Large margin classification

[2]:

from sklearn.svm import SVC
iris = datasets.load_iris()

X = iris['data'][:, (2, 3)]
y = iris['target']

setosa_or_versicolor = (y == 0) | (y == 1)
X = X[setosa_or_versicolor]
y = y[setosa_or_versicolor]

svm_clf = SVC(kernel='linear', C=float('inf'))
svm_clf.fit(X, y)

[2]:

SVC(C=inf, kernel='linear')

[3]:

svm_clf.coef_, svm_clf.intercept_

[3]:

(array([[1.29411744, 0.82352928]]), array([-3.78823471]))

[4]:

x0 = np.linspace(0, 5.5, 200)
pred_1 = 5 * x0 -20
pred_2 = x0 - 1.8
pred_3 = 0.1 * x0 + 0.5

def plot_svc_decision_boundary(svm_clf:SVC, xmin, xmax):
    w = svm_clf.coef_[0]
    b = svm_clf.intercept_[0]

    # 在决策边界满足 w0*x0 + w1*x1 + b = 0
    # => x1 = -w0/w1 * x0 - b /w1
    x0 = np.linspace(xmin, xmax, 200)
    decision_boundary = -w[0]/w[1] * x0 - b/w[1]

    # 这是ml-handson的解法
    margin = 1/w[1]
    gutter_up = decision_boundary + margin
    gutter_down = decision_boundary - margin

    # 这是scikit-learn的官方解法https://scikit-learn.org/stable/auto_examples/svm/plot_svm_margin.html
    # margin = 1 / np.sqrt(np.sum(svm_clf.coef_ ** 2))
    # gutter_up = decision_boundary + np.sqrt(1 + (-w[0]/w[1])**2) * margin
    # gutter_down = decision_boundary - np.sqrt(1 + (-w[0]/w[1])**2) * margin

    svs = svm_clf.support_vectors_
    plt.scatter(svs[:, 0], svs[:, 1], s=180, facecolors='#FFAAAA')
    plt.plot(x0, decision_boundary, "k-", linewidth=2)
    plt.plot(x0, gutter_up, "k--", linewidth=2)
    plt.plot(x0, gutter_down, "k--", linewidth=2)

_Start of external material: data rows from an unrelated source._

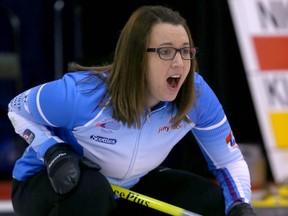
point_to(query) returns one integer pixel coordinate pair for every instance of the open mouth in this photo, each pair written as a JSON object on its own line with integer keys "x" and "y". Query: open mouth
{"x": 173, "y": 81}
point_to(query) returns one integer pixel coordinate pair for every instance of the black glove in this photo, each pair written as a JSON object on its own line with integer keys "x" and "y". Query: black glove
{"x": 63, "y": 167}
{"x": 241, "y": 209}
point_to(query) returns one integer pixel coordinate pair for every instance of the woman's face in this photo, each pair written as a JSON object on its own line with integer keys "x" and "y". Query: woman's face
{"x": 165, "y": 77}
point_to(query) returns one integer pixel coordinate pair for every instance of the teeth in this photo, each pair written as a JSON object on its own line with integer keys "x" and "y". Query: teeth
{"x": 175, "y": 76}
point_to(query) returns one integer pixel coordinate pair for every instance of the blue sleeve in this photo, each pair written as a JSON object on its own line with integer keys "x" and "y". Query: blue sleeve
{"x": 218, "y": 144}
{"x": 35, "y": 112}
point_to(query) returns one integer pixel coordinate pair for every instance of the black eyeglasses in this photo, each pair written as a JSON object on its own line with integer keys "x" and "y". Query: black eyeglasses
{"x": 169, "y": 53}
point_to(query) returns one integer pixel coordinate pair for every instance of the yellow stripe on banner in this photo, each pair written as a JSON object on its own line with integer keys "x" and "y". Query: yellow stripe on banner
{"x": 280, "y": 128}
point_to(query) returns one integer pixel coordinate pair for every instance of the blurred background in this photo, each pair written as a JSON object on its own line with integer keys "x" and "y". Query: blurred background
{"x": 39, "y": 37}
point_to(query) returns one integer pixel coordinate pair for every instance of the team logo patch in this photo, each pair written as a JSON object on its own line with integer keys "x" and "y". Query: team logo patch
{"x": 109, "y": 126}
{"x": 28, "y": 136}
{"x": 231, "y": 142}
{"x": 103, "y": 139}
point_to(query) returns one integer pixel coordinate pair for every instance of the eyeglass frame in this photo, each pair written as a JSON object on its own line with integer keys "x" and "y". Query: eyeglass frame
{"x": 193, "y": 49}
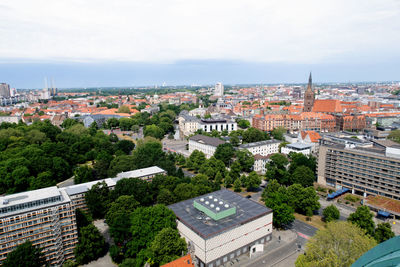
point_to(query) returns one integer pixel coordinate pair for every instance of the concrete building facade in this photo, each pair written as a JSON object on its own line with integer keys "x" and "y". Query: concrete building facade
{"x": 216, "y": 241}
{"x": 46, "y": 217}
{"x": 205, "y": 144}
{"x": 366, "y": 171}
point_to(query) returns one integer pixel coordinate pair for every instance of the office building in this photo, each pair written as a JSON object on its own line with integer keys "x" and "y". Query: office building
{"x": 205, "y": 144}
{"x": 46, "y": 217}
{"x": 222, "y": 225}
{"x": 364, "y": 170}
{"x": 5, "y": 90}
{"x": 263, "y": 148}
{"x": 219, "y": 89}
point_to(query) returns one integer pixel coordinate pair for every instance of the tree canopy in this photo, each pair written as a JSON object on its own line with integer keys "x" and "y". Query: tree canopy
{"x": 340, "y": 244}
{"x": 362, "y": 217}
{"x": 25, "y": 255}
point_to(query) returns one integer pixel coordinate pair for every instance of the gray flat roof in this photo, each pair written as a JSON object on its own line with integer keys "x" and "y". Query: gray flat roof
{"x": 29, "y": 196}
{"x": 260, "y": 143}
{"x": 246, "y": 210}
{"x": 212, "y": 141}
{"x": 139, "y": 173}
{"x": 299, "y": 145}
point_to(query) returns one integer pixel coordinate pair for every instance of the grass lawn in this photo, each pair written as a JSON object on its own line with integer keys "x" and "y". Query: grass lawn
{"x": 316, "y": 220}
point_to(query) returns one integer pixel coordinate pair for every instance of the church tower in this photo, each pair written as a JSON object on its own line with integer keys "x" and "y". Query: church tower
{"x": 309, "y": 96}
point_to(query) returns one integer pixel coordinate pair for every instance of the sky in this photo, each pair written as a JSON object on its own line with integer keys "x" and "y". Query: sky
{"x": 146, "y": 42}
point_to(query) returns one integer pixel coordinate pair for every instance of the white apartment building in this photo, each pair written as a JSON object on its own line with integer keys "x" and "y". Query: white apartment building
{"x": 263, "y": 148}
{"x": 205, "y": 144}
{"x": 297, "y": 148}
{"x": 219, "y": 89}
{"x": 221, "y": 226}
{"x": 46, "y": 217}
{"x": 260, "y": 162}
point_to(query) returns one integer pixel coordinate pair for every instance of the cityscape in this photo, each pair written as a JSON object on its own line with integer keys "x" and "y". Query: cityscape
{"x": 186, "y": 134}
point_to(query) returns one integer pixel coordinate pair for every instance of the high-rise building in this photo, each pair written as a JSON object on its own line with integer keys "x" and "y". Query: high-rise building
{"x": 373, "y": 170}
{"x": 46, "y": 217}
{"x": 4, "y": 90}
{"x": 219, "y": 89}
{"x": 309, "y": 96}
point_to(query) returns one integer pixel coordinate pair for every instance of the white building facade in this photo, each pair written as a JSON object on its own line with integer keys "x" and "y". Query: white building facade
{"x": 204, "y": 144}
{"x": 263, "y": 148}
{"x": 216, "y": 242}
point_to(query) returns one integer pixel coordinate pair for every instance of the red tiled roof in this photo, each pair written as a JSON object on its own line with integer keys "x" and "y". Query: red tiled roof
{"x": 185, "y": 261}
{"x": 327, "y": 105}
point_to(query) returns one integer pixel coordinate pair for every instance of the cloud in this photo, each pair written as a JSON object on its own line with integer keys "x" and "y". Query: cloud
{"x": 289, "y": 31}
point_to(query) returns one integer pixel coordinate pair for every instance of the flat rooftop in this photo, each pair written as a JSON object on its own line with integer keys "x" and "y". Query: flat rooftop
{"x": 139, "y": 173}
{"x": 29, "y": 196}
{"x": 246, "y": 211}
{"x": 260, "y": 143}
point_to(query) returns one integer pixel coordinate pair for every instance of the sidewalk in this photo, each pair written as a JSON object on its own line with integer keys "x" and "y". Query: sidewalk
{"x": 274, "y": 250}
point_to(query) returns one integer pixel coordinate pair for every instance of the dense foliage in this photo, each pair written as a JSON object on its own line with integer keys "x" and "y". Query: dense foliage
{"x": 285, "y": 200}
{"x": 25, "y": 255}
{"x": 340, "y": 244}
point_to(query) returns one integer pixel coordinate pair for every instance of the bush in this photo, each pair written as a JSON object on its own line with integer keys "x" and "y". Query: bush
{"x": 321, "y": 189}
{"x": 352, "y": 198}
{"x": 330, "y": 213}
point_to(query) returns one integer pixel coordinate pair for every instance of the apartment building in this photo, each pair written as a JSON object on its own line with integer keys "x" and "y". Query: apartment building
{"x": 222, "y": 226}
{"x": 364, "y": 170}
{"x": 262, "y": 148}
{"x": 46, "y": 217}
{"x": 205, "y": 144}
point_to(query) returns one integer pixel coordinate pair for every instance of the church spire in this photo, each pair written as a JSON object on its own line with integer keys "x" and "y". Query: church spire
{"x": 309, "y": 96}
{"x": 309, "y": 87}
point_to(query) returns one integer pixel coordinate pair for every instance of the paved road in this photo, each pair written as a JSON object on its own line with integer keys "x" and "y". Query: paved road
{"x": 305, "y": 231}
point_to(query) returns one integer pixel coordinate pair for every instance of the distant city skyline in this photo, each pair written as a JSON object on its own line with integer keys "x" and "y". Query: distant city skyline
{"x": 130, "y": 43}
{"x": 117, "y": 74}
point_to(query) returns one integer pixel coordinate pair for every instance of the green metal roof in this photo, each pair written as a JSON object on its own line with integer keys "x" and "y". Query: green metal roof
{"x": 386, "y": 254}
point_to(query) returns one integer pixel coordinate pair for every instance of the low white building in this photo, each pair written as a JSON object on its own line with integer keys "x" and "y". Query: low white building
{"x": 205, "y": 144}
{"x": 297, "y": 148}
{"x": 263, "y": 148}
{"x": 260, "y": 162}
{"x": 221, "y": 226}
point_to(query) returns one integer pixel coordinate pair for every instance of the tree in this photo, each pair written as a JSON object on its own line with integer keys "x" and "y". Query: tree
{"x": 331, "y": 213}
{"x": 154, "y": 131}
{"x": 224, "y": 152}
{"x": 253, "y": 181}
{"x": 340, "y": 244}
{"x": 383, "y": 232}
{"x": 246, "y": 159}
{"x": 91, "y": 245}
{"x": 126, "y": 124}
{"x": 135, "y": 187}
{"x": 244, "y": 124}
{"x": 118, "y": 217}
{"x": 278, "y": 132}
{"x": 228, "y": 181}
{"x": 168, "y": 246}
{"x": 83, "y": 174}
{"x": 237, "y": 185}
{"x": 146, "y": 223}
{"x": 362, "y": 217}
{"x": 234, "y": 141}
{"x": 303, "y": 175}
{"x": 253, "y": 135}
{"x": 97, "y": 199}
{"x": 276, "y": 168}
{"x": 283, "y": 215}
{"x": 394, "y": 135}
{"x": 25, "y": 255}
{"x": 165, "y": 197}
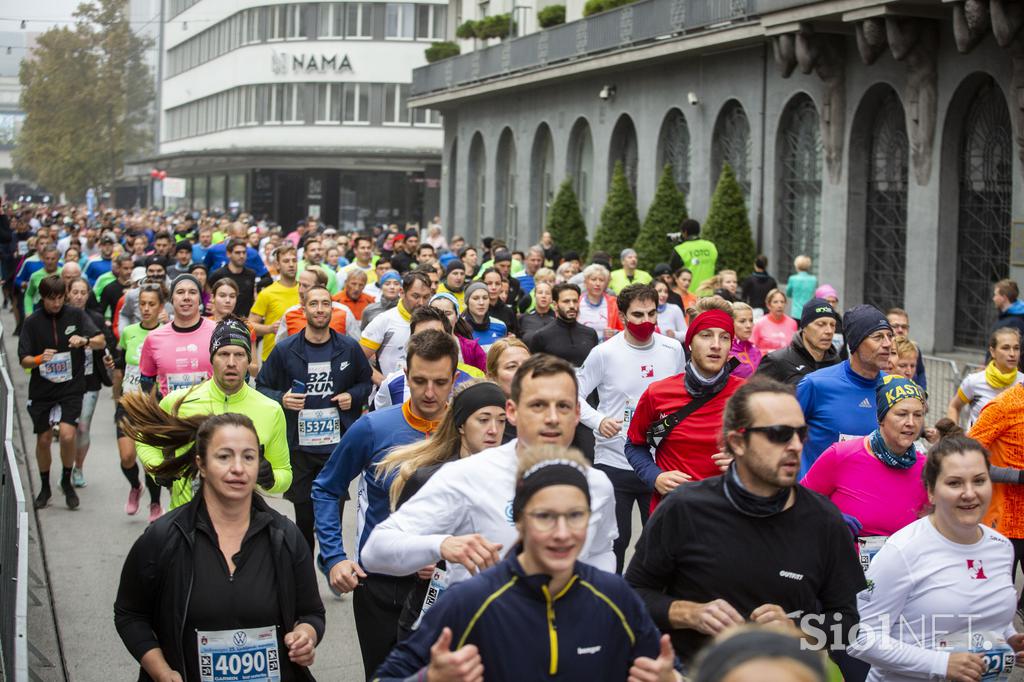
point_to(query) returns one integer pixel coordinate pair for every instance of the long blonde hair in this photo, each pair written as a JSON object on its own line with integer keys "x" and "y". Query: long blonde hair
{"x": 445, "y": 443}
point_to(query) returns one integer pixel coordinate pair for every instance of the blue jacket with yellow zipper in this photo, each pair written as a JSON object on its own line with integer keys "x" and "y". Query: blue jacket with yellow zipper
{"x": 593, "y": 629}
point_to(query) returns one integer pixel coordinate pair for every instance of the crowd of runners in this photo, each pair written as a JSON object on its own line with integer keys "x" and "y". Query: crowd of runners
{"x": 807, "y": 512}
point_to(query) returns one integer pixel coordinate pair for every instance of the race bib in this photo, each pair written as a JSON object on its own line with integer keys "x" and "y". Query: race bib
{"x": 868, "y": 547}
{"x": 184, "y": 380}
{"x": 57, "y": 370}
{"x": 318, "y": 427}
{"x": 998, "y": 656}
{"x": 238, "y": 655}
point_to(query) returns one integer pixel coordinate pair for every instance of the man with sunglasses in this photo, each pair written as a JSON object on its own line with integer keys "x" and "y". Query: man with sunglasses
{"x": 751, "y": 546}
{"x": 839, "y": 400}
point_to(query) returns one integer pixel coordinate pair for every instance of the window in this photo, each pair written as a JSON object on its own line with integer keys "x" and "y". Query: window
{"x": 331, "y": 19}
{"x": 356, "y": 102}
{"x": 395, "y": 103}
{"x": 430, "y": 22}
{"x": 399, "y": 19}
{"x": 357, "y": 19}
{"x": 329, "y": 102}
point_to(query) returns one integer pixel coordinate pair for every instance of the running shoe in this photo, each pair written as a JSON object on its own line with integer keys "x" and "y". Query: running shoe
{"x": 71, "y": 497}
{"x": 43, "y": 498}
{"x": 131, "y": 507}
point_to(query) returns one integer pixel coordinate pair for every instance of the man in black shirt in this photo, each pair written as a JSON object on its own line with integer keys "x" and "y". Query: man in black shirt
{"x": 51, "y": 345}
{"x": 751, "y": 545}
{"x": 236, "y": 269}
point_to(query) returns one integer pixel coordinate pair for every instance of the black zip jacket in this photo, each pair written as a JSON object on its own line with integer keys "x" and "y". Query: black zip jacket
{"x": 157, "y": 580}
{"x": 792, "y": 364}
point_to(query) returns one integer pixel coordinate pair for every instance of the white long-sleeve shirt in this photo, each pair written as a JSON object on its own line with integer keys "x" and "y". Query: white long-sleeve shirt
{"x": 923, "y": 586}
{"x": 474, "y": 495}
{"x": 621, "y": 373}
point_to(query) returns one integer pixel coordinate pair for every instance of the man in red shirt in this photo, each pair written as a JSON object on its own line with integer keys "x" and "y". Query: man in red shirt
{"x": 684, "y": 452}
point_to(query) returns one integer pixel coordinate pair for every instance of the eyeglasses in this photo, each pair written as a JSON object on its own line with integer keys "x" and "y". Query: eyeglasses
{"x": 778, "y": 433}
{"x": 545, "y": 521}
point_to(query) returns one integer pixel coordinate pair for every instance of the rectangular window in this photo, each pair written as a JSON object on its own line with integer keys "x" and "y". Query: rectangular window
{"x": 329, "y": 102}
{"x": 358, "y": 16}
{"x": 399, "y": 20}
{"x": 395, "y": 103}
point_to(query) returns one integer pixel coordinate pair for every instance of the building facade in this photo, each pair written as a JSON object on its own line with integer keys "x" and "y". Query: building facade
{"x": 884, "y": 139}
{"x": 292, "y": 110}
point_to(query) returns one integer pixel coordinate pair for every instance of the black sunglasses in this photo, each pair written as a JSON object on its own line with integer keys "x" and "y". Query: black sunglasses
{"x": 778, "y": 433}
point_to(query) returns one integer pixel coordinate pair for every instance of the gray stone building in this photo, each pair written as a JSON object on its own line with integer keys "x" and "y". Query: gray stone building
{"x": 884, "y": 139}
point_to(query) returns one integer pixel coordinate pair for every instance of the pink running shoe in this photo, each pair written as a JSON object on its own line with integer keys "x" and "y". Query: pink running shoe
{"x": 131, "y": 507}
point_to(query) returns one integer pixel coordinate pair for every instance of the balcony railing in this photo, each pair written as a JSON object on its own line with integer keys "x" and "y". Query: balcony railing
{"x": 636, "y": 24}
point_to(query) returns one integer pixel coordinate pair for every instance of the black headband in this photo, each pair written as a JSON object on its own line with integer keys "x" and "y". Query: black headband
{"x": 484, "y": 394}
{"x": 549, "y": 472}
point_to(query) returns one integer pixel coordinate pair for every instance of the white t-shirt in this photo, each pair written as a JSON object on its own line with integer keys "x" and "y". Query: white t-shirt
{"x": 386, "y": 336}
{"x": 977, "y": 392}
{"x": 922, "y": 587}
{"x": 621, "y": 374}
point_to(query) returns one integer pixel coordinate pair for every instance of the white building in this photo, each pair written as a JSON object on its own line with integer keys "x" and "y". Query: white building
{"x": 292, "y": 110}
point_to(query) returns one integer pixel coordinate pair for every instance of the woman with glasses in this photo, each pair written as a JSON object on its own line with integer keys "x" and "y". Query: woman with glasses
{"x": 876, "y": 480}
{"x": 539, "y": 613}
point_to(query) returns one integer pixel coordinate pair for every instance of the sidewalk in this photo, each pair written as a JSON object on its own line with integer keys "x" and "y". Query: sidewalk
{"x": 78, "y": 563}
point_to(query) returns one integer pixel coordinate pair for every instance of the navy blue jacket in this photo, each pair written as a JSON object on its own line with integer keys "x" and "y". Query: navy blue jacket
{"x": 594, "y": 629}
{"x": 349, "y": 370}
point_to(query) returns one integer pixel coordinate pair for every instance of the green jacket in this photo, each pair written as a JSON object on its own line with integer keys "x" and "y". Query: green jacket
{"x": 207, "y": 398}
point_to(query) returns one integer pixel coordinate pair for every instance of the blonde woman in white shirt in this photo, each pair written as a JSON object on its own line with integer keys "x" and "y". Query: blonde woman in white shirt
{"x": 942, "y": 588}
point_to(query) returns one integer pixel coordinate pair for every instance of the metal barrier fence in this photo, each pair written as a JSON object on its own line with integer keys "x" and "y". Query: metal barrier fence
{"x": 13, "y": 544}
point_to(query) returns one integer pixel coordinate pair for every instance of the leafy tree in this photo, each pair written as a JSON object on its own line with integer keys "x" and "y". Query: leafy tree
{"x": 87, "y": 93}
{"x": 565, "y": 220}
{"x": 728, "y": 225}
{"x": 664, "y": 216}
{"x": 620, "y": 221}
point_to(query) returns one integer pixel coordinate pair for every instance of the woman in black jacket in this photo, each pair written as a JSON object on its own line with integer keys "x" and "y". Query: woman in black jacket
{"x": 223, "y": 584}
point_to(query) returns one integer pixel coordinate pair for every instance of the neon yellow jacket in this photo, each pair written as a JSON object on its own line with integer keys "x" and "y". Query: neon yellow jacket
{"x": 207, "y": 398}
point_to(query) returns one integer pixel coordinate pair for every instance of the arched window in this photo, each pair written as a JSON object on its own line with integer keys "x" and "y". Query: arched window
{"x": 674, "y": 147}
{"x": 885, "y": 216}
{"x": 983, "y": 226}
{"x": 731, "y": 143}
{"x": 799, "y": 183}
{"x": 477, "y": 186}
{"x": 581, "y": 165}
{"x": 624, "y": 148}
{"x": 543, "y": 182}
{"x": 506, "y": 211}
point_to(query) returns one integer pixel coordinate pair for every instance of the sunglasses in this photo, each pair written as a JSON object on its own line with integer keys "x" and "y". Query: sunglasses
{"x": 779, "y": 434}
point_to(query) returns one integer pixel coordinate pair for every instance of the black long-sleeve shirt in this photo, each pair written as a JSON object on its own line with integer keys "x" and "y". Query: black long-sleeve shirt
{"x": 697, "y": 547}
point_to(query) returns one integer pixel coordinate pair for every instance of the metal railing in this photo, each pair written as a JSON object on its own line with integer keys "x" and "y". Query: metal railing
{"x": 13, "y": 544}
{"x": 636, "y": 24}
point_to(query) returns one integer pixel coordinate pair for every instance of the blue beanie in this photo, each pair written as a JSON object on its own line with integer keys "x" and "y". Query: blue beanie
{"x": 860, "y": 322}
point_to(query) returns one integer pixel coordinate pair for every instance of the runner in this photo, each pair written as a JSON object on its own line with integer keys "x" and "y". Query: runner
{"x": 685, "y": 453}
{"x": 52, "y": 345}
{"x": 222, "y": 566}
{"x": 538, "y": 583}
{"x": 430, "y": 361}
{"x": 942, "y": 582}
{"x": 335, "y": 384}
{"x": 621, "y": 370}
{"x": 271, "y": 303}
{"x": 127, "y": 379}
{"x": 702, "y": 563}
{"x": 979, "y": 388}
{"x": 462, "y": 514}
{"x": 229, "y": 351}
{"x": 839, "y": 400}
{"x": 176, "y": 355}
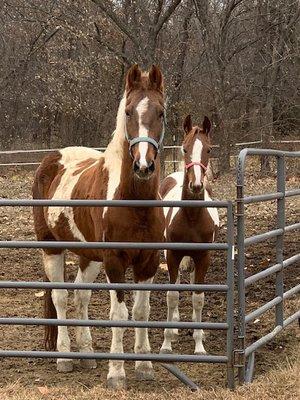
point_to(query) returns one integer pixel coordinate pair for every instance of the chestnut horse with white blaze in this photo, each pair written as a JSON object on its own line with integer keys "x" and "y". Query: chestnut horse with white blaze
{"x": 193, "y": 225}
{"x": 128, "y": 169}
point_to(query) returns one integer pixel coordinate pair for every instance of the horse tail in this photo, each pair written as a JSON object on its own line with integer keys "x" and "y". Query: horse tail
{"x": 51, "y": 331}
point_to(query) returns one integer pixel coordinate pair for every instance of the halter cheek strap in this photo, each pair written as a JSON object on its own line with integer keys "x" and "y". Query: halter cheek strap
{"x": 139, "y": 139}
{"x": 191, "y": 164}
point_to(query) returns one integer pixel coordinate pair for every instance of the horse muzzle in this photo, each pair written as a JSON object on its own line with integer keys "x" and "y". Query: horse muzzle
{"x": 196, "y": 189}
{"x": 144, "y": 171}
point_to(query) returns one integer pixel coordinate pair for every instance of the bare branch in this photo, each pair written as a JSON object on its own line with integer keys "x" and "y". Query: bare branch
{"x": 120, "y": 24}
{"x": 121, "y": 55}
{"x": 165, "y": 17}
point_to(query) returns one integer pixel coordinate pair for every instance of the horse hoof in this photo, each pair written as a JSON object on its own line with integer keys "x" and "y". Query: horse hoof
{"x": 88, "y": 364}
{"x": 116, "y": 383}
{"x": 175, "y": 337}
{"x": 65, "y": 366}
{"x": 166, "y": 351}
{"x": 144, "y": 374}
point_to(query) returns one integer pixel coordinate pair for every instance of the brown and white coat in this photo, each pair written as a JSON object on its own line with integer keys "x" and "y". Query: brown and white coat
{"x": 83, "y": 173}
{"x": 192, "y": 225}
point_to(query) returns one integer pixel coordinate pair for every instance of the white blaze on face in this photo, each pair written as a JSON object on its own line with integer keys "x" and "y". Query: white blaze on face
{"x": 143, "y": 131}
{"x": 196, "y": 157}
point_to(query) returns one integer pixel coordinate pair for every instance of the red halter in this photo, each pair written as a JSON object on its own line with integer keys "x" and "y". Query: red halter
{"x": 191, "y": 164}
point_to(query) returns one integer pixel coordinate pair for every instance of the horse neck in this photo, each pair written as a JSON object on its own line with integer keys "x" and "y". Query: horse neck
{"x": 133, "y": 188}
{"x": 193, "y": 213}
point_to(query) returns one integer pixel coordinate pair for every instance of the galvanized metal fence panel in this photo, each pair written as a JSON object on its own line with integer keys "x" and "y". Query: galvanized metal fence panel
{"x": 246, "y": 369}
{"x": 227, "y": 288}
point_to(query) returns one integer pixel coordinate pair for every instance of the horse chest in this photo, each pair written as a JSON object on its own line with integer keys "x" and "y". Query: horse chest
{"x": 191, "y": 228}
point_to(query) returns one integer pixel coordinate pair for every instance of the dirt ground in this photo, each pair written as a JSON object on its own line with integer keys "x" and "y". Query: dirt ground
{"x": 25, "y": 265}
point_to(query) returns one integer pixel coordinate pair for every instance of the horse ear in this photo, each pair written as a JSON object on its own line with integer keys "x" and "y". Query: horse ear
{"x": 206, "y": 125}
{"x": 156, "y": 80}
{"x": 187, "y": 125}
{"x": 133, "y": 77}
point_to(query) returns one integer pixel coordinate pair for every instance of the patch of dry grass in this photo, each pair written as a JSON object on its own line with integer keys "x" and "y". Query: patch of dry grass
{"x": 282, "y": 383}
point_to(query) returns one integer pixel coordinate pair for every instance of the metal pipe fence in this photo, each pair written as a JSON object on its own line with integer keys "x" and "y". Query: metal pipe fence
{"x": 245, "y": 354}
{"x": 240, "y": 355}
{"x": 226, "y": 288}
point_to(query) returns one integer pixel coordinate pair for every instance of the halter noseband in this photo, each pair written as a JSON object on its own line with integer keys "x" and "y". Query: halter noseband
{"x": 139, "y": 139}
{"x": 191, "y": 164}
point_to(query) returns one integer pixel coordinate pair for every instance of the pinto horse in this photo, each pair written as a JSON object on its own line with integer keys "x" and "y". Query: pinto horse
{"x": 128, "y": 169}
{"x": 189, "y": 224}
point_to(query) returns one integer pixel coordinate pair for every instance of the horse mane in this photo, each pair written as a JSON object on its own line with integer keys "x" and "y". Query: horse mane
{"x": 114, "y": 150}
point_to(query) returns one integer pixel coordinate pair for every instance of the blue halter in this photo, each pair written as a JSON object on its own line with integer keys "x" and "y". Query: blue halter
{"x": 139, "y": 139}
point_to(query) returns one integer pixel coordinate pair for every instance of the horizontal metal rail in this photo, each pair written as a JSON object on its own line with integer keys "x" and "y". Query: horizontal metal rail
{"x": 261, "y": 310}
{"x": 292, "y": 227}
{"x": 293, "y": 192}
{"x": 270, "y": 196}
{"x": 114, "y": 324}
{"x": 263, "y": 236}
{"x": 7, "y": 152}
{"x": 262, "y": 274}
{"x": 116, "y": 356}
{"x": 291, "y": 319}
{"x": 271, "y": 270}
{"x": 111, "y": 203}
{"x": 15, "y": 244}
{"x": 291, "y": 260}
{"x": 291, "y": 292}
{"x": 265, "y": 339}
{"x": 114, "y": 286}
{"x": 262, "y": 197}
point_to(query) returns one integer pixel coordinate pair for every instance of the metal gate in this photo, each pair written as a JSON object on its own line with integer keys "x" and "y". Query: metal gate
{"x": 166, "y": 359}
{"x": 235, "y": 356}
{"x": 245, "y": 355}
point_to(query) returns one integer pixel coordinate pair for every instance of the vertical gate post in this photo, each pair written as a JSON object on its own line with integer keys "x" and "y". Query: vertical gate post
{"x": 279, "y": 240}
{"x": 230, "y": 297}
{"x": 240, "y": 210}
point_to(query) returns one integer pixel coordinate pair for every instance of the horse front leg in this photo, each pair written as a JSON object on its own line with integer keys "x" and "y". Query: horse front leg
{"x": 115, "y": 273}
{"x": 87, "y": 273}
{"x": 173, "y": 261}
{"x": 197, "y": 277}
{"x": 141, "y": 312}
{"x": 54, "y": 265}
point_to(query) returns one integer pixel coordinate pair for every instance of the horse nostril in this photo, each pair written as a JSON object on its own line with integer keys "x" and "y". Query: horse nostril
{"x": 136, "y": 166}
{"x": 151, "y": 166}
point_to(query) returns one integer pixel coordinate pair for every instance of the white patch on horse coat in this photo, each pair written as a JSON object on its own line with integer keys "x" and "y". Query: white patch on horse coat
{"x": 196, "y": 157}
{"x": 141, "y": 108}
{"x": 141, "y": 312}
{"x": 175, "y": 194}
{"x": 70, "y": 157}
{"x": 213, "y": 211}
{"x": 118, "y": 312}
{"x": 81, "y": 302}
{"x": 54, "y": 269}
{"x": 114, "y": 154}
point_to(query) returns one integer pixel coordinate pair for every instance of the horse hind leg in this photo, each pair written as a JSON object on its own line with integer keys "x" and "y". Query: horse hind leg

plt.figure(figsize=(12,2.7))

plt.subplot(121)
plt.plot(x0, pred_1, "g--", linewidth=2)
plt.plot(x0, pred_2, "m-", linewidth=2)
plt.plot(x0, pred_3, "r-", linewidth=2)
plt.plot(X[:, 0][y==1], X[:, 1][y==1], "bs", label="Iris-Versicolor")
plt.plot(X[:, 0][y==0], X[:, 1][y==0], "yo", label="Iris-Setosa")
plt.xlabel("Petal length", fontsize=14)
plt.ylabel("Petal width", fontsize=14)
plt.legend(loc="upper left", fontsize=14)
plt.axis([0, 5.5, 0, 2])

plt.subplot(122)
plot_svc_decision_boundary(svm_clf, 0, 5.5)
plt.plot(X[:, 0][y==1], X[:, 1][y==1], "bs")
plt.plot(X[:, 0][y==0], X[:, 1][y==0], "yo")
plt.xlabel("Petal length", fontsize=14)
plt.axis([0, 5.5, 0, 2])

plt.show()

../_images/chapter5_5-1_linear_svm_5_0.svg

SVM对特征的缩放非常敏感，如图5-2所示，在左图中，垂直刻度比水平刻度大得多，因此可能的最宽的街道接近于水平。在特征缩放（例如使用Scikit-Learn的StandardScaler）后，决策边界看起来好了很多（见右图）.

特征缩放敏感性

svm对特征缩放敏感

[5]:

Xs = np.array([[1, 50], [5, 20], [3, 80], [5, 60]]).astype(np.float64)
ys = np.array([0, 0, 1, 1])
svm_clf = SVC(kernel="linear", C=100)
svm_clf.fit(Xs, ys)

plt.figure(figsize=(12,3.2))
plt.subplot(121)
plt.plot(Xs[:, 0][ys==1], Xs[:, 1][ys==1], "bo")
plt.plot(Xs[:, 0][ys==0], Xs[:, 1][ys==0], "ms")
plot_svc_decision_boundary(svm_clf, 0, 6)
plt.xlabel("$x_0$", fontsize=20)
plt.ylabel("$x_1$  ", fontsize=20, rotation=0)
plt.title("Unscaled", fontsize=16)
plt.axis([0, 6, 0, 90])

from sklearn.preprocessing import StandardScaler
scaler = StandardScaler()
X_scaled = scaler.fit_transform(Xs)
svm_clf.fit(X_scaled, ys)

plt.subplot(122)
plt.plot(X_scaled[:, 0][ys==1], X_scaled[:, 1][ys==1], "bo")
plt.plot(X_scaled[:, 0][ys==0], X_scaled[:, 1][ys==0], "ms")
plot_svc_decision_boundary(svm_clf, -2, 2)
plt.xlabel("$x_0$", fontsize=20)
plt.title("Scaled", fontsize=16)
plt.axis([-2, 2, -2, 2])

[5]:

(-2.0, 2.0, -2.0, 2.0)

../_images/chapter5_5-1_linear_svm_8_1.svg

软间隔分类

硬间隔分类有两个主要问题。首先，它只在数据是线性可分离的时候才有效；其次，它对异常值非常敏感。

[6]:

X_outliers = np.array([[3.4, 1.3], [3.2, 0.8]])
y_outliers = np.array([0, 0])
Xo1 = np.concatenate([X, X_outliers[:1]], axis=0)
yo1 = np.concatenate([y, y_outliers[:1]], axis=0)
Xo2 = np.concatenate([X, X_outliers[1:]], axis=0)
yo2 = np.concatenate([y, y_outliers[1:]], axis=0)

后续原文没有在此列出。